评析

评析

第一,本案对《95/46指令》以及《一般数据保护条例》规定的“充分的个人数据保护水平”进行了界定。根据《95/46指令》第25条以及《一般数据保护条例》第45条的规定,在欧盟委员会决定第三国确保了充分的个人数据保护水平的情况下,数据控制者和处理者可以向该第三国传输数据。不过,对于“充分的个人数据保护水平”的含义如何,《95/46指令》乃至《一般数据保护条例》则付之阙如,未予规定。本案中,欧洲法院对“充分的个人数据保护水平”进行了界定,即“充分的个人数据保护水平”应理解为要求第三国通过其国内法或国际承诺,事实上确保了其对个人的基本权利和自由的保护水平,与欧盟通过《宪章》和《95/46指令》保障的保护水平实质相同。同时,该第三国为确保其保护水平而采取的措施可以有别于欧盟采取的措施,因为“充分的个人数据保护水平”并未要求对欧盟的规则进行点对点的复制。[2]

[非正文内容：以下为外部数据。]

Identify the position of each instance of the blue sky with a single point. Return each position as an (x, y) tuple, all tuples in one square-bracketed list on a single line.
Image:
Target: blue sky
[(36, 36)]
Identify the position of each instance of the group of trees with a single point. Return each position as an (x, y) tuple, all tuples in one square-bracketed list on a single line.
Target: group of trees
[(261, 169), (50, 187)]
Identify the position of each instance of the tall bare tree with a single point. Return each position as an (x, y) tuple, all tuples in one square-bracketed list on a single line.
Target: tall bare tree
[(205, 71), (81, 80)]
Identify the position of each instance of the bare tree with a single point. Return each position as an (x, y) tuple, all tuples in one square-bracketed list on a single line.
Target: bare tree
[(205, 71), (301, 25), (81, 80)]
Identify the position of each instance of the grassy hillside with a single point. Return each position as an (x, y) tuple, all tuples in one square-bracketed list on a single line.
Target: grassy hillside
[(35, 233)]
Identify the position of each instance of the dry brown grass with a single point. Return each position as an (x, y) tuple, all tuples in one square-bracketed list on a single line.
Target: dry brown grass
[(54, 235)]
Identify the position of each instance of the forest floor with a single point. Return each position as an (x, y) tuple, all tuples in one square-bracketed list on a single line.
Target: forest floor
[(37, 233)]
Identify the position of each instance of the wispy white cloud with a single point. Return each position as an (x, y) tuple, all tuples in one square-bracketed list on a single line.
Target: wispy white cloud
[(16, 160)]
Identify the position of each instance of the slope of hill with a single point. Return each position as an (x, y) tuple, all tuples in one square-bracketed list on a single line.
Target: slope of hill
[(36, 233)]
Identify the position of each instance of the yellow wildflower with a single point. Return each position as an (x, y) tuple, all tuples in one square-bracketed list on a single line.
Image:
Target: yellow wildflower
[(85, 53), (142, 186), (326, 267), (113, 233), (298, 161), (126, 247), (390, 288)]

根据《一般数据保护条例》第45条的规定,在评估第三国的个人数据保护程度是否充分时,欧盟委员会应当考虑以下因素:①法治;尊重人权和基本自由;相关立法(普遍的和部门的),包括有关公共安全、国防、国家安全、刑法和政府机关获取个人数据的相关立法,以及对该立法的实施;数据保护规则、专业规则和安全措施,包括将个人数据再传输到其他第三国或国际组织的情况下,该其他第三国或国际组织遵守的规则;判例法以及个人数据被传输的数据主体有效、可强制执行的数据主体权利和有效的行政和司法救济。②第三国境内是否存在一个或多个独立监管机构以及是否有效运作,其负责确保并强制遵守数据保护规则,包括充分的执行权、协助数据主体行使权利及提供咨询,并与欧盟成员国的监管机构合作。③第三国作出的国际承诺或因具有法律约束力的公约或文件及参加多边或区域体系产生的其他义务,尤其是与个人数据保护有关的承诺或义务。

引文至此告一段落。